In his ESG Watch column this month in Sustainable Business Review, Mike Scott looks at how meaningful progress on climate action in the finance sector is coming from an area that has been largely overlooked: insurers. He says growing numbers of insurers refuse to cover coal projects, particularly in reinsurance, where 62% of companies have coal exclusion policies. Some have recently announced exclusions of oil and gas, led by Munich Re and Lloyds Banking Group.
Angeli Mehta is more downbeat in her Policy Watch column, writing that the Egyptian COP presidency’s hopes that year’s climate summit will deliver badly needed adaptation funding for Africa are likely to be disappointed. This is in the wake of October’s G20 meetings and annual meetings of the World Bank and IMF, which ended without a clear roadmap for reforming the IMF and World Bank to address the multiple threats facing the continent.
Calls for a just transition at COP 27 will be heard from communities around the world, not just from African activists. Mark Hillsdon reports that indigenous peoples fear being marginalised again after being welcomed to the top table by negotiators at COP26 in Glasgow, where there was a pledge of $1.7bn to boost their role in protecting forests and biodiversity.
However they are received in Sharm el-Sheik, indigenous people will get a proper hearing in the COP15 biodiversity talks in Montreal in December, according to Elizabeth Mrema. Mrema is both executive secretary of the UN Convention on Biological Diversit, and co-chair of the Task Force on Nature-related Financial Reporting.
In an in-depth interview with me, she explains how she is striving to pull off a “Paris moment” for nature, with the support of companies in the Business for Nature Coalition.

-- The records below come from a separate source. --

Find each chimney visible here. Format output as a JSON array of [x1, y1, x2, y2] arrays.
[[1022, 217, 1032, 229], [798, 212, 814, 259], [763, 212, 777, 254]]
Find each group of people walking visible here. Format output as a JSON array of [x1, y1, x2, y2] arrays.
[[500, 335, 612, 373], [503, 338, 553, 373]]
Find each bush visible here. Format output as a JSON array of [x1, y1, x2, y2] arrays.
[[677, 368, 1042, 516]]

Nestle, the world’s biggest packaged food company, is among 330 companies that have signed a letter urging negotiators to strengthen a key target of the draft agreement, making it mandatory for companies to report on their nature-related risks.
Our other interview this month is from Oliver Balch, who talks to Nestle’s ESG spokesman Rob Cameron about its roadmap for net-zero. In the interview, Cameron talks about how it is using its clout to help argue for a global plastics treaty, which is the focus of Balch’s latest Brand Watch.
There will be more in-depth coverage of COP27 and its outcomes in the coming weeks from our columnists. However, there won’t be a pdf version of Sustainable Business Review in December, as we will be publishing this year’s last issue of The Ethical Corporation, on financing the energy and climate transition, on 8 December. It will be a busy November.